The following model is what financial experts call the "Rule of 72's."
The Rule of 72's
This rule is a law of arithmetic; Using the Rule of 72's you can determine how many years it would take for your investment to double.
In the Real-world market place, it is neither unheard of, nor unreasonable, to expect a 12% annual return on your money. Using this figure, you take 72, divided by 12 (your expected rate of return) to get six (6).
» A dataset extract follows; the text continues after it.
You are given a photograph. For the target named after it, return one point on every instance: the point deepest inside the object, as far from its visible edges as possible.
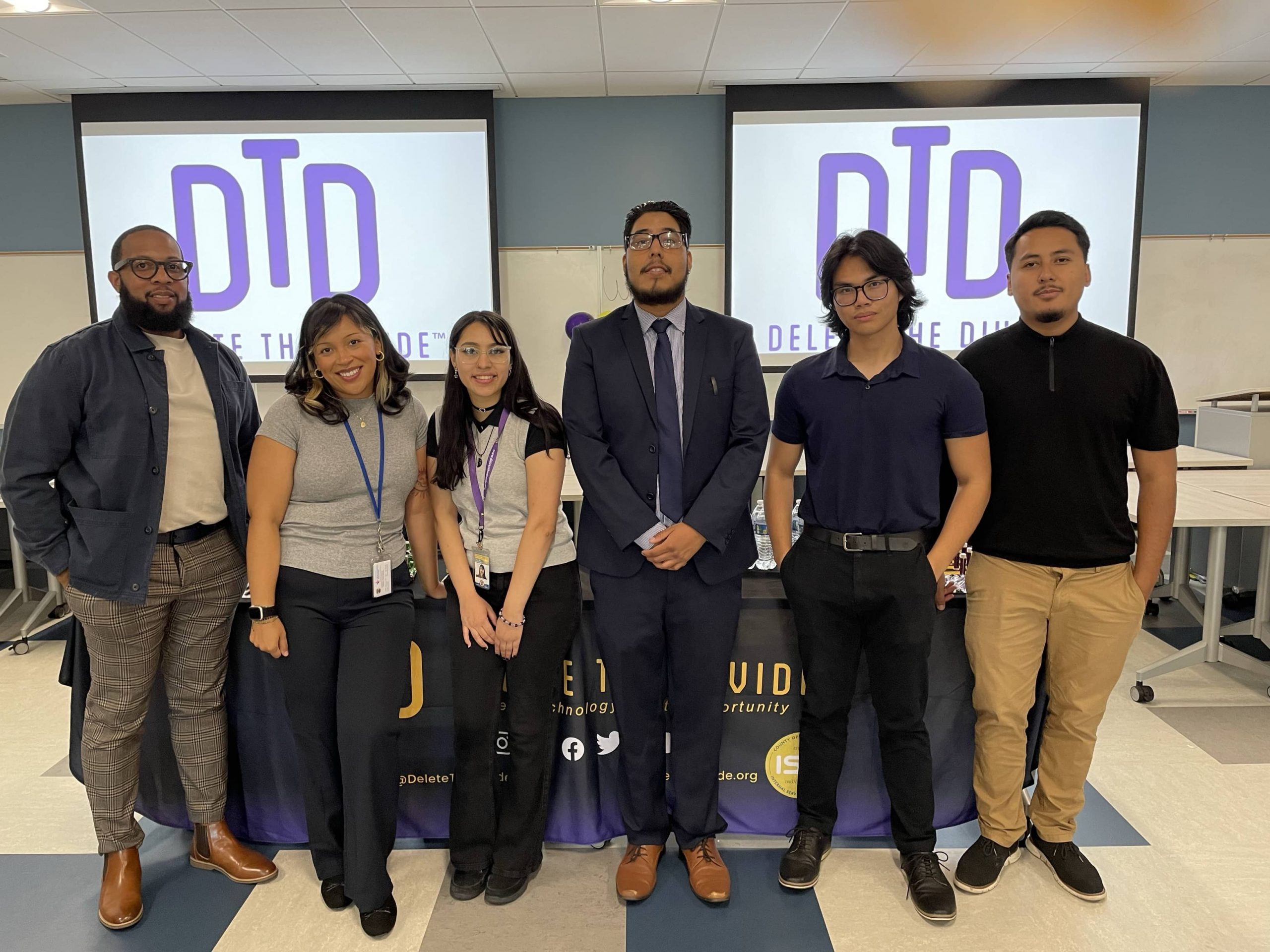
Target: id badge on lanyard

Translation:Your money will double every six years.
Illustrated
Year
1. $100.00 x 112% = $112.00
2. $112.00 x 112% = $125.44
3. $125.44 x 112% = $140.49
4. $140.49 x 112% = $157.35
5. $157.35 x 112% = $176.23
6. $176.23 x 112% = $197.38
7. Close enough.....
In 6 years, $100 becomes $197!
Q.:What does this mean in the Wide World of Wall Street Sports™?
A.: If all of your money was invested in stock that returned a nightly bonus of 12%, your portfolio would double every six days!
The catch, here, is that as your portfolio grows, you can never spend ALL of your money on stocks that will get you that kind of return; There simply aren't enough buyable events occurring which will generate 12% returns on a nightly basis.